I cannot shed much light on the potential "thou shalst not have any payment methods beside me" aspect of your question, but as per the technical side, the following aspects come to my mind.
Q1: Technically, the app could either be free on GP and use other payment methods, or it could use the Licensing Validation service.
Q2: The only secure way of deploying Google Play Licensing is to perform all integrity checks on your own secure server. The app could request the GP LVL info and pass it to your server. You could use the GP LVL user ID (an obfuscated binary app-specific byte string) to identify the user and negotiate with your app any password details you may want to implement. Of course, in this scenario, I would expect the user to feel like he already payed so the registration on the server side should be smoothly integrated. If an "enabling"/"authentication" step is additionally required on the server side, I'm not so sure I'd use the GP LVL.

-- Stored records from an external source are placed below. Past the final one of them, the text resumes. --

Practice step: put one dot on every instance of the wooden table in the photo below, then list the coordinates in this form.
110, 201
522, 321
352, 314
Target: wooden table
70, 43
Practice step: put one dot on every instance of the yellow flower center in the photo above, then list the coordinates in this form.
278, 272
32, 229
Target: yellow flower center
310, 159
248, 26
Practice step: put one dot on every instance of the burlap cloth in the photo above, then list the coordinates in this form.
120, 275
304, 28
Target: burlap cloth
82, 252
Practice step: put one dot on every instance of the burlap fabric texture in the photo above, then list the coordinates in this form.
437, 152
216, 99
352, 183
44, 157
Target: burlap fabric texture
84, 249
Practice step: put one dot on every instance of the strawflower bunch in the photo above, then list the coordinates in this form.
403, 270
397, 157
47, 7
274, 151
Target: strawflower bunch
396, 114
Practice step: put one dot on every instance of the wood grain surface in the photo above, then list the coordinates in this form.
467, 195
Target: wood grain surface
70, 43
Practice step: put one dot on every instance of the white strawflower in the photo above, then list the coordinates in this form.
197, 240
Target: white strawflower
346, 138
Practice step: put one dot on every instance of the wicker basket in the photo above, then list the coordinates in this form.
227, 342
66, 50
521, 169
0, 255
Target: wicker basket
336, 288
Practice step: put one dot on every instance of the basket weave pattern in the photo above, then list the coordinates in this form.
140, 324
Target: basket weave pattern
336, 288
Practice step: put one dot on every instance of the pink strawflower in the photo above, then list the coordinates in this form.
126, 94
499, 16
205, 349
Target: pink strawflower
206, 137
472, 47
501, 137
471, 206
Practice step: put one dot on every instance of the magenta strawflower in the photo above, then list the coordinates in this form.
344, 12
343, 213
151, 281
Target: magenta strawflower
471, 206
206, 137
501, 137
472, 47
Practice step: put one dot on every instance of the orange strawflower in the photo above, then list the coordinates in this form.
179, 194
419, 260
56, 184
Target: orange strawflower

Q3: You could use GP IAB V3 consumable in-app purchases for this (or V2 subscriptions but it sounds more like a per-item payment). Again, this is only secure if you generate a per-purchase developerPayload for the buy Intent on your server and validate it when the app looks at the user's purchases. Validation again must take place on your server, or else you'll have to include your app's public key in your app, which is a major step towards your app getting cracked.
In general, if you have a user management of your own which is to be used, it is important to know that the GP info is relatively anonymous (LVL: obfuscated, IAB V3: no info in the direction of the app at all). So a reliable, use-case oriented binding between "your" accounts and the GP experience would be key here, I'd say.